Wednesday, February 24, 2010

Things I'm breaking up with


So everybody knows I've broken up with boys. Or been broken up with. I'm not married, so the jig is up on that one. But in my 28 years of wise-ass-ness, I've realized there are a number of things I'm sick of pretending to like. I continue to act as if they need to be a part of my life and what I really need to do is cut them out.

THE LIST

*Potato salad: At any given barbecue, you'll see me spooning heaping piles of potato salad on to my plate. When this moment is occurring, I really do think I like potato salad. But then I sit down and take a forkful, put it to my mouth and realize: "I hate this stuff." It's mustardy. It's starchy. It has celery (one of my vegetable nemesis). Grandma Lil had somewhat of a redeeming potato salad in that it had hard boiled eggs in it. But all in all, I'd say potato salad and I are done for good.
*Cole slaw: Otherwise known as potato salad's younger, grosser sister. Again, I trick myself into thinking I like this crap. I think deep down, it's been psychologically burned into my brain that I must like potato salad and cole slaw, because my parents had it at every party we had. I outright rejected Italian sausage, but somehow the other two salads didn't make it into that category. Done.
*Candy canes: This also includes the circular mints you get at restaurants. I want to meet the person who has eaten an entire candy cane. If I'm eating candy, I'm rockin' Snickers or Hershey Kisses.

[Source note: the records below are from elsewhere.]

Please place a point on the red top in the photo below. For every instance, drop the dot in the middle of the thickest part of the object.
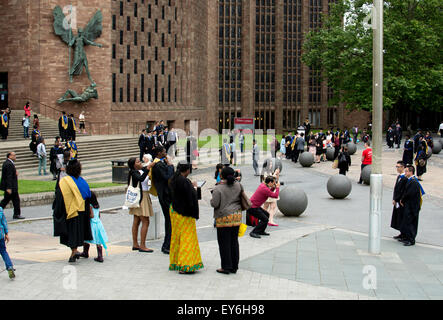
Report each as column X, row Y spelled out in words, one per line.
column 367, row 156
column 262, row 194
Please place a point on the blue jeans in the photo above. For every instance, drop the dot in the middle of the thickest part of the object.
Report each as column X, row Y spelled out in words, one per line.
column 41, row 164
column 5, row 254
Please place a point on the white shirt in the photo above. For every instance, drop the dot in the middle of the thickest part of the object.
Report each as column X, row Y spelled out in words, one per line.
column 41, row 150
column 146, row 185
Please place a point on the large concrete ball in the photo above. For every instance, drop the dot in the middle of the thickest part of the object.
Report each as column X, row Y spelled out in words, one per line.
column 339, row 186
column 330, row 152
column 306, row 159
column 352, row 148
column 366, row 174
column 276, row 163
column 293, row 201
column 437, row 147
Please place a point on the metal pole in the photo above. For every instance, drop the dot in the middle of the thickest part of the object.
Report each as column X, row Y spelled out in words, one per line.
column 377, row 122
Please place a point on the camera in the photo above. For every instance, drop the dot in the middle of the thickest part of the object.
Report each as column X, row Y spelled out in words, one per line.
column 200, row 185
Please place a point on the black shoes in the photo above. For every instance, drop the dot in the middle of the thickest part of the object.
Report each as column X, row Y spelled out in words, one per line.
column 223, row 271
column 11, row 273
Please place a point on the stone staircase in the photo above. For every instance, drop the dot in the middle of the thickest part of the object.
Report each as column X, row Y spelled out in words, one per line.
column 48, row 127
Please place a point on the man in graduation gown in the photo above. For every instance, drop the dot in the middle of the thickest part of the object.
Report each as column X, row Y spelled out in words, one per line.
column 417, row 140
column 410, row 201
column 72, row 127
column 71, row 210
column 4, row 125
column 408, row 152
column 162, row 171
column 63, row 126
column 142, row 144
column 397, row 211
column 53, row 155
column 288, row 140
column 390, row 138
column 150, row 144
column 72, row 147
column 398, row 135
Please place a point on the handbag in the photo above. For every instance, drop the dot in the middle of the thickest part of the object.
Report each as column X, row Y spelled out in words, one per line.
column 335, row 164
column 245, row 202
column 133, row 195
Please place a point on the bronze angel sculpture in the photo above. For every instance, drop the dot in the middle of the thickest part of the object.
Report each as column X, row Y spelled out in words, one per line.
column 84, row 37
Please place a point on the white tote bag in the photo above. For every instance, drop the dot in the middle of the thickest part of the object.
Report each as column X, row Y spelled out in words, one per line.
column 132, row 199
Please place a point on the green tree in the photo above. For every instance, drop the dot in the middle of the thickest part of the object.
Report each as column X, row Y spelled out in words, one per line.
column 413, row 73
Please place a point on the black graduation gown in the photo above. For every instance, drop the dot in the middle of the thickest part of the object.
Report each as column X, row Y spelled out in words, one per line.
column 75, row 231
column 149, row 144
column 408, row 153
column 53, row 157
column 390, row 138
column 398, row 135
column 398, row 192
column 411, row 209
column 70, row 130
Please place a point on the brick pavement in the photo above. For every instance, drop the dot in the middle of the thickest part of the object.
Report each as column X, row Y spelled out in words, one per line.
column 315, row 256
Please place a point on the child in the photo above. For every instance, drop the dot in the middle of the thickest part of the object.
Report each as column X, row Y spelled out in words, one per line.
column 4, row 237
column 98, row 232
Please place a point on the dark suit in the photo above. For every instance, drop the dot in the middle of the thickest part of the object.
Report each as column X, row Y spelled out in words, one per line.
column 161, row 173
column 71, row 131
column 9, row 181
column 397, row 213
column 411, row 209
column 142, row 145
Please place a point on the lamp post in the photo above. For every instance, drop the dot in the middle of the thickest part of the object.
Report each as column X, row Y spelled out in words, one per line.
column 376, row 189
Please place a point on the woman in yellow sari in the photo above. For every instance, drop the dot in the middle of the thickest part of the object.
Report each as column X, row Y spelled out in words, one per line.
column 184, row 254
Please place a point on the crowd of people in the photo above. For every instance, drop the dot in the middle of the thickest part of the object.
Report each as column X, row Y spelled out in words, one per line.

If I need fresh breath, I'll kick it old school and pop some Spearmint or even go exhibition and sneak a Tic Tac in my mouth.
*Crowded bars: A couple weeks ago, I went with crazy college friend Neha to a couple bars in Wrigleyville. I hadn't been to Moe's Cantina since the Sangria incident (where Lauren was nearly banned from Bacchi pizza for "messing" up their bathroom). I haven't been to John Barlycorn's since my days of smoochin and runnin' (a lucky spot for me, I must say). But, I returned on the premises of a bar crawl. Big mistake. It wasn't necessarily the young crowds at these bars that turned me off. More the inability to move. I kept wanting to say "can we find a table so we can talk?" But I knew nobody would hear me over "Apple bottom jeeeeeaaaaaannnns ...booots with the fur (with the fur)."